The Company provided Mayer Hoffman with a copy of the foregoing disclosures and
requested that Mayer Hoffman provide a letter addressed to the U.S. Securities
and Exchange Commission stating whether it agrees with such disclosures in
accordance with Item 304(a)(3) of Regulation S-K. A copy of Mayer Hoffman's
letter dated April 6, 2020 is filed herein as Exhibit 16.1.
Item 5.03 Amendments to Articles of Incorporation or Bylaws; Change in Fiscal
Year.
On April 2, 2020, the Board approved an amendment (the "Amendment") to the
Company's Amended and Restated Bylaws (the "Bylaws"), effective as of April 2,
2020, to add a federal forum selection provision as a new Section 7.13 of the
Bylaws.
Section 7.13 provides that unless the Company consents in writing to the
selection of an alternative forum, the federal district courts of the United
States of America will be the sole and exclusive forum for the resolution of any
complaint asserting a cause of action arising under the Securities Act of 1933,
as amended. In addition, Section 7.13 provides that any person or entity
purchasing or otherwise acquiring or holding any interest in shares of capital
stock of the Company will be deemed to have notice of and consented to this
provision.
The foregoing description of the Amendment does not purport to be complete and
is qualified in its entirety by reference to the full text of the Amendment, a
copy of which is attached as Exhibit 3.1 hereto and is incorporated herein by
reference.
Item 8.01. Other Events.
On April 6, 2020, the Company issued a press release entitled "Menlo
Therapeutics Announces Results from Two Phase 3 Clinical Trials of Serlopitant
for the Treatment of Pruritus Associated with Prurigo Nodularis." A copy of the
press release is attached hereto as Exhibit 99.1.
Contingent Stock Rights
As further explained in the press release referred to above, each of the
Company's Phase 3 clinical trials evaluating the safety and efficacy of once
daily oral serlopitant for the treatment of pruritus (itch) associated with
prurigo nodularis (PN) (study MTI-105 and study MTI-106) did not meet their
respective primary endpoint of demonstrating statistically significant reduction
in pruritus in patients treated with serlopitant compared to placebo based upon
a 4-point improvement responder analysis.

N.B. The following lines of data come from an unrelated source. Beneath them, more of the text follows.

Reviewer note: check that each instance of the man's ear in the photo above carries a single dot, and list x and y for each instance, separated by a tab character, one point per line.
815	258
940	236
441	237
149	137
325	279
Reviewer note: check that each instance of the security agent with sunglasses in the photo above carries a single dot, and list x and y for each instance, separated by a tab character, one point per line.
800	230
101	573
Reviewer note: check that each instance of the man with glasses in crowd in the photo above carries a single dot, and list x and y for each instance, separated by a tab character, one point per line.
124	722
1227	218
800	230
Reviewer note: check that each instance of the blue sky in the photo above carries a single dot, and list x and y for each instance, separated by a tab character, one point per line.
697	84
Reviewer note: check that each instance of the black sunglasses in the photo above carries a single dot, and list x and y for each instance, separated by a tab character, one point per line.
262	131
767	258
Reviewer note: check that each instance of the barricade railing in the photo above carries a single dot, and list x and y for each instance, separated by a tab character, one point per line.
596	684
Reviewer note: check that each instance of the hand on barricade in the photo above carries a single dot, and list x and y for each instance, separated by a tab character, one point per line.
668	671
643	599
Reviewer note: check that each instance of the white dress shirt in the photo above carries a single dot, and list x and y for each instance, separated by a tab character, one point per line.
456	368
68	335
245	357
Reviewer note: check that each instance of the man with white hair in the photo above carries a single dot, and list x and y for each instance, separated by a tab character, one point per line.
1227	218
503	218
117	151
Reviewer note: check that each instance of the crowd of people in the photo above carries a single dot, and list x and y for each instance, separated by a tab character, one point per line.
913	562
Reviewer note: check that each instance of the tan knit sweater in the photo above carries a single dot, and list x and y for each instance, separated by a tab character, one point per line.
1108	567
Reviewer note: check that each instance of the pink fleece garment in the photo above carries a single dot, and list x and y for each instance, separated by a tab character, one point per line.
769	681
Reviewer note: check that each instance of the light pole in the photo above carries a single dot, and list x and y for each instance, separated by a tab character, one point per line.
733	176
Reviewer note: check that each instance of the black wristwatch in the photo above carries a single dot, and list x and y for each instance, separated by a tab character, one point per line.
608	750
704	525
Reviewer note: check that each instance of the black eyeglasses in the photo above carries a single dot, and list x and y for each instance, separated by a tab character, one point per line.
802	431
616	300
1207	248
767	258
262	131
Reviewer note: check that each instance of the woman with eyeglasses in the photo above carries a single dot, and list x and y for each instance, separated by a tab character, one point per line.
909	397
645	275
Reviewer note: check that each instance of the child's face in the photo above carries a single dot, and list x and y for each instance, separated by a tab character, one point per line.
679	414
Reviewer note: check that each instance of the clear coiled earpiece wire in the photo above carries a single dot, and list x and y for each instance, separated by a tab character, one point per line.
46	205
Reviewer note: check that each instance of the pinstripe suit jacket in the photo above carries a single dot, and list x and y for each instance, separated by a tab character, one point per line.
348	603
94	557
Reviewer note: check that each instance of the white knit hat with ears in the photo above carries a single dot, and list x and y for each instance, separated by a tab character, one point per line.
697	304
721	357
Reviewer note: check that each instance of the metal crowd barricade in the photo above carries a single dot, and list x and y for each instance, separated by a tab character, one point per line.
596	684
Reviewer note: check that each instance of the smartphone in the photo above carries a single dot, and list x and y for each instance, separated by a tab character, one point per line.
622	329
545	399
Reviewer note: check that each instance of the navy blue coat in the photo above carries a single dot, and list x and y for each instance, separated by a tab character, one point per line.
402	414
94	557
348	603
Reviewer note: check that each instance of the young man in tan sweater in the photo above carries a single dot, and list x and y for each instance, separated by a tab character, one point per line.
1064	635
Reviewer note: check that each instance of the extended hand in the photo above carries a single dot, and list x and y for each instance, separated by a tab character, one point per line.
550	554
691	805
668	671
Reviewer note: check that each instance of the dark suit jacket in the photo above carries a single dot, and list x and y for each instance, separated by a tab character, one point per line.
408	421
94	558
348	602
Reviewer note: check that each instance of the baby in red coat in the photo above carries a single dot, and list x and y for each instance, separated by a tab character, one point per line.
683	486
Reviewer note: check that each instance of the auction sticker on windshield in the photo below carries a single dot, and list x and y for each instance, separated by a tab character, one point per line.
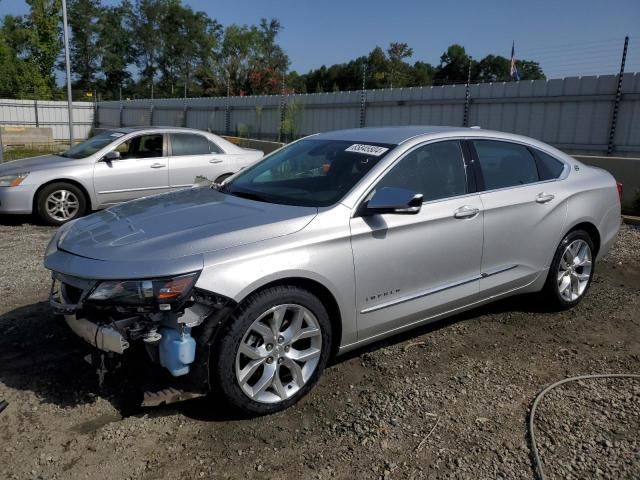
374	150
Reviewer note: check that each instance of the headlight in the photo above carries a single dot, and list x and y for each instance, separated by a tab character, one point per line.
144	292
13	180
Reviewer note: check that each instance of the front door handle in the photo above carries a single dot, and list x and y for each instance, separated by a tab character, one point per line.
545	197
466	211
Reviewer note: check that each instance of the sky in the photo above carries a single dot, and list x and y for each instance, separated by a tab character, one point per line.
568	37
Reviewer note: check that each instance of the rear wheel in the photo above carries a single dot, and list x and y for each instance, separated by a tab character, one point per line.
61	202
273	350
571	270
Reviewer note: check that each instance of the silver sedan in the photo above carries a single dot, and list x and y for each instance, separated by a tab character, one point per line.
116	166
333	242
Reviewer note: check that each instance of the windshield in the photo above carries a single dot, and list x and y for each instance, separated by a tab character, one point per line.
92	145
313	173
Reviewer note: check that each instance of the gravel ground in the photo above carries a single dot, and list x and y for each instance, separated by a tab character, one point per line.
446	401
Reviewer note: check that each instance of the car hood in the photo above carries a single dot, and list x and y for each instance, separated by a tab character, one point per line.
35	163
180	224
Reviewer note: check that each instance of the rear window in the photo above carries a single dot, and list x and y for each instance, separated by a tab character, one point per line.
505	164
189	144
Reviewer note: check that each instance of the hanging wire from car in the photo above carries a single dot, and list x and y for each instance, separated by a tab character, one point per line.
537	463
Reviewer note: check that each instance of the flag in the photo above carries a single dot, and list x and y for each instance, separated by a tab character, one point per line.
513	73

As previously disclosed in the Company's Current Report on Form 8-K filed on
March 10, 2020 , each shareholder of Foamix as of March 9, 2020, the effective
date of the Merger, received 0.5924 of a share of the Company's common stock
("Common Stock") and one contingent stock right (a "CSR") for each Foamix
ordinary share ("Foamix Share") owned. The CSRs are subject to the Contingent
Stock Rights Agreement (the "CSR Agreement"), dated as of March 9, 2020, by and
between the Company and American Stock Transfer & Trust Company, LLC ("AST").

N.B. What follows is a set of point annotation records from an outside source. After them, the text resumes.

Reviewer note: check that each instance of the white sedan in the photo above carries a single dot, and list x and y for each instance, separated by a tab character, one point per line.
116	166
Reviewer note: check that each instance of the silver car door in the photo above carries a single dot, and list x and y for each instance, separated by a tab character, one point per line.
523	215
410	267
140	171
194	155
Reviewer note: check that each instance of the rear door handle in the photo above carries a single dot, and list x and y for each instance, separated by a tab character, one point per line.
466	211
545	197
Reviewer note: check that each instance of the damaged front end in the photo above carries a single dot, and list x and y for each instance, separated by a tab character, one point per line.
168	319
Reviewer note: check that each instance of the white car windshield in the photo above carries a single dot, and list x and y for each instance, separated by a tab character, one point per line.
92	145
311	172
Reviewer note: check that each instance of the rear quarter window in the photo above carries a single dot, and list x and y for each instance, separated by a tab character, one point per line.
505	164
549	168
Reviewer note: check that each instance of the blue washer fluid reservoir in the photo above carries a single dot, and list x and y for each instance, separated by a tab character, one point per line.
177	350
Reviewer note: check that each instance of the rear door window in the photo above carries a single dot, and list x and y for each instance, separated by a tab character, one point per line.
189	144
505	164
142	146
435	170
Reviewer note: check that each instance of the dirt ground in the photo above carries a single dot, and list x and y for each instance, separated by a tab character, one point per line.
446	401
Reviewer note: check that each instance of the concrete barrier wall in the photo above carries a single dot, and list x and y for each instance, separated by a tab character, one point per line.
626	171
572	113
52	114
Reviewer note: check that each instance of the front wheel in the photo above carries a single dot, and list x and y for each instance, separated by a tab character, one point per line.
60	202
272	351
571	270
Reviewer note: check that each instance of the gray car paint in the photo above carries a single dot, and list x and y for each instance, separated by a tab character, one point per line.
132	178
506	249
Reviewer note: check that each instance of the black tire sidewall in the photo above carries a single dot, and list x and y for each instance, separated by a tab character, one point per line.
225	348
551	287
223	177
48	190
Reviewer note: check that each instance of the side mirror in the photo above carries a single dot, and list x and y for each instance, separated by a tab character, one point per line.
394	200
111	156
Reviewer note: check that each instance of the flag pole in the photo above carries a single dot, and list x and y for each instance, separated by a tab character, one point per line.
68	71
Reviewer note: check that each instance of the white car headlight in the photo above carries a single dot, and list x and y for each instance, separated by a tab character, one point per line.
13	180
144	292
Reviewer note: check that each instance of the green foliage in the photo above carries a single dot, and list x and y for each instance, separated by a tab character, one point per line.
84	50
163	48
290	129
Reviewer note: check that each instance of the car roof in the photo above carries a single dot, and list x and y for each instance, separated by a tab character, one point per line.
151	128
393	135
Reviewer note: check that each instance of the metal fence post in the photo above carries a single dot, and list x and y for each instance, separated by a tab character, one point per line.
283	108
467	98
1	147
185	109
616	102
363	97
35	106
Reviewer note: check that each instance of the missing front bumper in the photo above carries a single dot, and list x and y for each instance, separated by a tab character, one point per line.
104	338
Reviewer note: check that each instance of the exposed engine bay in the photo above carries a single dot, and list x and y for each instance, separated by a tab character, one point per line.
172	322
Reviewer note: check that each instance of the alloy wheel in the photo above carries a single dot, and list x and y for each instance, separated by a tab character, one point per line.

In light of the results of the clinical trials and pursuant to the terms of the
CSR Agreement, each CSR will be converted into 1.2082 shares of Common Stock,
resulting in an effective exchange ratio in the Merger of 1.8006 shares of
Common Stock for each Foamix Share. AST will promptly deliver the additional
shares of Common Stock to legacy Foamix shareholders, along with any cash
payable in lieu of fractional shares. Following the distribution of the
additional shares of Common Stock, it is expected that legacy Foamix
shareholders and their transferees and legacy Menlo stockholders and their
transferees will own approximately 82% and 18% of the outstanding shares of the
Company, respectively.
In addition, each holder of Foamix restricted stock unit awards that were
outstanding immediately prior to the Merger will receive a number of additional
restricted stock units, and each holder of Foamix options that were outstanding
immediately prior to the Merger will be adjusted, in each case, to reflect the
value of the Common Stock issuable in respect of the CSR such that the Foamix
equity awards will settle into equity awards for Common Stock as follows.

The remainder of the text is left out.